# DataDoctor CLI 🩺
[](https://crates.io/crates/data-doctor-cli)
[](https://crates.io/crates/data-doctor-cli)
[](https://opensource.org/licenses/MIT)
**DataDoctor CLI** is your command-line companion for maintaining data health. It brings the power of the DataDoctor engine directly to your terminal, allowing you to validate, analyze, and repair JSON and CSV files instantly.
---
## 🚀 Installation
### Option 1: Install from Crates.io (Recommended)
If you have Rust installed, this is the easiest way:
```bash
cargo install data-doctor-cli
```
*This installs the `data-doctor` binary to your path.*
### Option 2: Build from Source
```bash
git clone https://github.com/jeevanms003/data-doctor.git
cd data-doctor
cargo install --path cli
```
---
## 🎮 How It Works
DataDoctor provides three primary modes of operation, designed for different workflows:
### 1. `validate` (The Checkup)
**Best for:** CI/CD pipelines, pre-commit hooks, or just checking file integrity.
This command scans your file and reports issues without modifying anything. It returns a non-zero exit code if errors are found, making it perfect for automated scripts.
```bash
data-doctor validate users.csv
```
### 2. `fix` (The Surgery)
**Best for:** Cleaning messy data dumps, fixing "broken" JSON from APIs.
This command actively repairs the file and saves the clean version to a new output path. It applies all available auto-fix strategies (e.g., adding missing quotes, padding columns).
```bash
data-doctor fix broken_data.json --out clean_data.json
```
### 3. `doctor` (The Full Treatment)
**Best for:** Interactive analysis and reporting.
This runs a validation pass, then an auto-fix pass, and generates a comprehensive report comparing the "before" and "after" states.
```bash
data-doctor doctor input.csv --out fixed.csv
```
---
## 📋 Command Reference
### `validate`
```bash
data-doctor validate <INPUT> [OPTIONS]
```
**Options:**
- `--format <json|csv>`: Force a specific file format (overrides extension detection).
- `--report-json`: Print a machine-readable JSON object instead of the human-readable report.
- `--schema <FILE>`: Validate against a custom schema definition.
### `fix`
```bash
data-doctor fix <INPUT> --out <OUTPUT> [OPTIONS]
```
**Options:**
- `--out <FILE>`: (Required) Where to save the fixed file.

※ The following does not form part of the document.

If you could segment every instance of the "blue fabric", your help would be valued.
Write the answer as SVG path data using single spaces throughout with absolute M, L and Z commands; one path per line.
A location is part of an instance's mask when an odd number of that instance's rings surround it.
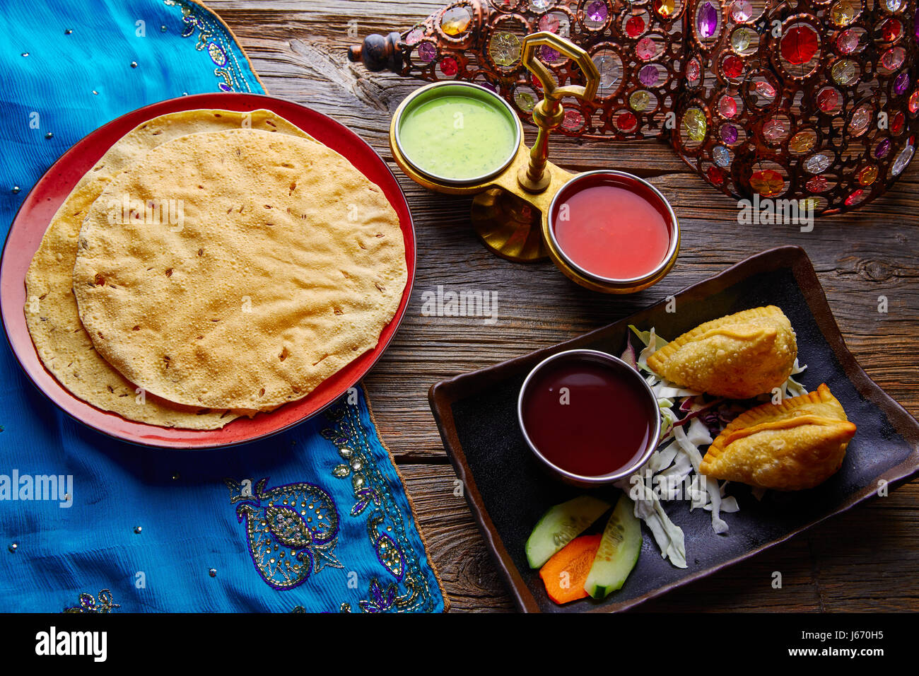
M 4 3 L 0 78 L 4 233 L 57 157 L 113 118 L 263 92 L 220 21 L 184 0 Z M 61 413 L 6 345 L 0 367 L 0 612 L 444 609 L 361 390 L 263 441 L 163 451 Z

- `--format <json|csv>`: Force specific file format.
### `doctor`
```bash
data-doctor doctor <INPUT> --out <OUTPUT> [OPTIONS]
```
Combines `validate` and `fix` functionalities with detailed logging.
---
## 🔍 What Can It Fix?
### JSON Fixes (Advanced)
| **Broken Structure** | `[ { "a": 1 } }` | `[ { "a": 1 } ]` (Mismatched bracket fix) |
| **Embedded Keys** | `"desc": "val,"key": "v"` | `"desc": "val", "key": "v"` |
| **Numeric Formats** | `{"val": 0xFF, "oct": 0o77}` | `{"val": 255, "oct": 63}` |
| **Invalid Booleans** | `{"active": yes}` | `{"active": true}` |
| **Leading Zeros** | `{"id": 030}` | `{"id": 30}` |
| **Trailing Commas** | `{"a": 1,}` | `{"a": 1}` |
| **Missing Commas** | `{"a": 1 "b": 2}` | `{"a": 1, "b": 2}` |
| **Unquoted Keys** | `{name: "John"}` | `{"name": "John"}` |
| **Single Quotes** | `{'name': 'John'}` | `{"name": "John"}` |
| **Unclosed Brackets** | `[1, 2, 3` | `[1, 2, 3]` |
### CSV Fixes
| **Padding Columns** | `A,B,C`<br>`1,2` | `A,B,C`<br>`1,2,` (Empty added) |
| **Trimming Cols** | `A,B`<br>`1,2,3,4` | `A,B`<br>`1,2` (Extras removed) |
| **Booleans** | `Yes, No` | `true, false` |
| **Whitespace** | ` Value ` | `Value` |
---
## 📊 JSON Reports
For integration with other tools (like dashboards), use `--report-json`.
**Command:**
```bash
data-doctor validate data.csv --report-json
```
**Output:**
```json
{
"success": false,
"total_records": 100,
"invalid_records": 5,
"issues": [
{
"severity": "Error",
"code": "CSV_TYPE_MISMATCH",
"message": "Invalid Integer value",
"row": 42,
"column": 2
}
]
}
```
---
## 📄 License
This project is licensed under the MIT License.